Everything is a story. How we communicate with each other is a form of storytelling. When you come home from work and talk about your day with your significant other, it's a story. Jokes are a stories. An email to a co-worker is a story. It's innate. You may not think you're a storyteller, but too bad. You are.

Good and Bad Storytelling

How we tell a story says a lot about who we are as much as the content of the story itself. We all know someone who can tell a great joke. They have the delivery down. They know how to set it up. They know when to deliver a punchline. In that realm, they are great at storytelling.

We know other people who cannot send a proper email in a professional setting. ALL CAPS. A multitude of unnecessary exclamation points!!!!!! (The email may start in) the middle of a sentence. A few f***ing crass words in there, almost like they're typing as they talk, you know?

Yes. Storytelling. Only not very good. It's possible to be a bad storyteller. But a storyteller, nonetheless.

A Skill To Learn and Develop

Storytelling is s skill that can be learned, but requires creativity to be enhanced. All those years ago, when our teachers and parents told us that we can be anything that we want, just use your imagination.

I invite you to revisit that idea. Just because we're older, doesn't mean our imagination goes away. Once you allow yourself to access that creative side of you, the next step is to think about your audience. The readers. The listeners. The viewers. Whatever the medium, who is your writing intended for.

An email to a co-worker, asking for clarification on an email campaign?

A listener to your podcast about the latest movie release?

An informational how-to video on how to be a storyteller? (Whoa!)

Step back and think about these in storytelling terms. How do you present it? What's your tone? Do you know your intended audience personally? How would they respond to your storytelling choices?

Why Am I Talking About Storytelling?

I'm dealing with these same questions about a potential project of mine. Throughout my storytelling career, I've been writing stories set in and around working at a movie theater. We created the movie Save the Forest back in 2003, about a group of employees trying to save their movie theater from the wrecking ball. We did the web series, Scenes from the Movies, based on true-to-life stories taken from working at a movie theater for so many years. So, so many years. I've written a play — May 19, 1999 — set around customers in line for the opening night of Episode I: The Phantom Menace.

There are many other unpublished, unfinished stories that have a connection to a movie theater. But what I think I'm leading toward is a pseudo memoir of my time working at movie theaters. We're talking from 1993-2020. At first I was intent on writing a straight-up memoir about me. That changed to a mix of my experiences and those experiences of other employees, through a series of interviews that I'd pepper throughout the book. Now, I'm thinking of a podcast.

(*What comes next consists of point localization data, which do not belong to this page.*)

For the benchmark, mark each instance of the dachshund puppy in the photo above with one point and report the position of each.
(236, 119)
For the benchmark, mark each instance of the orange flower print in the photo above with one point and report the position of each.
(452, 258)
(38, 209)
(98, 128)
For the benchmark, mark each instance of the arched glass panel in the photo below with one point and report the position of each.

I have these stories to tell, but I'm not sure of the medium to use. These are where all those questions about storytelling keep flooding my mind. What's the best way to present my story and the story of others?

Reignite that Imagination

I think it's important to revisit something I mentioned earlier. When we were kids, we're told to dream big. Use our imagination and shoot for the stars. (Something to that effect) And when we get older, that message fades. We have to grow up! We have to make money! We have responsibilities!

Don't get me wrong, I like money, too. I know maturity cannot be avoided.

But I refuse to let my imagination die. Dreams change, yes. Some dreams lead to our purpose. People who want to be famous actors may discover a passion in teaching others the craft of acting. Which may lead to a career, professionally coaching of executives who are looking for ways to improve their performance when during speaking engagements.

We all still have the capability of being creative. Our imaginations don't die. They just get ignored. All it takes is one tiny spark to reignite our creativity. And stay positive! Have fun! Enjoy it all!

You're a storyteller. Just like me.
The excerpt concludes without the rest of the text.